- Status: Unrecognized state
- Capital: Košice
- Common languages: Slovak, Hungarian, German
- Government: Republic
- • 1918: Viktor Dvorcsák
- Historical era: World War I
- • Established: December 11 1918
- • Disestablished: December 29 1918
| Preceded by | Succeeded by |
| / First Hungarian Republic | First Czechoslovak Republic / |

= Slovak People's Republic =

Short-lived state in 1918

Slovak People's Republic (Slovenská ľudová republika) or the Eastern Slovak Republic (Východoslovenská republika) was a short-lived state that lasted from 11 December to 29 December 1918.

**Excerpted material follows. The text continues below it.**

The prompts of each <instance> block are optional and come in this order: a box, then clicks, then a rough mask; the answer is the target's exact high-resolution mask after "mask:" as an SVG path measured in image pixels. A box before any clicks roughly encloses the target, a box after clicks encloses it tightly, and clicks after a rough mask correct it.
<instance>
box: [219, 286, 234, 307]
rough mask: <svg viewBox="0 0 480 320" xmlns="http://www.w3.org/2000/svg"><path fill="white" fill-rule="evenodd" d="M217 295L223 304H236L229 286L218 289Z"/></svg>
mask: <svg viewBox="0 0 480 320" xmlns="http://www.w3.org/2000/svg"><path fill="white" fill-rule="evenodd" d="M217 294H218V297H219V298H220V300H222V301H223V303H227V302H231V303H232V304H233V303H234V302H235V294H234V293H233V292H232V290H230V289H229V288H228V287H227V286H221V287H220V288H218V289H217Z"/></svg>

The Eastern Slovak National Council was established as an organisation concurrent to the Slovak National Council in November 1918. The council was led by Viktor Dvorcsák, an advocate and ex-archivist from Prešov working for the Hungarian revisionist movement. Before the war, Dvorcsák created a theory about so-called Slovjaks, allegedly an independent nation living in Eastern Slovakia. After the war, he defended the integrity of the historic Hungary, and when he was unsuccessful, he declared that the Slovjaks should exercise the right to self-determination and proclaimed Eastern Slovak People's Republic on 11 December 1918 in Košice. Dvorcsák became the president and tried to orientate his state toward the unity with Hungary. His activities met with the disagreement of several national councils in eastern Slovakia. The state ceased to exist shortly after with the arrival of the Czechoslovak Army. Dvorcsák fled to Budapest, where he worked for Hungarian irredentism and lobbied abroad for the revision.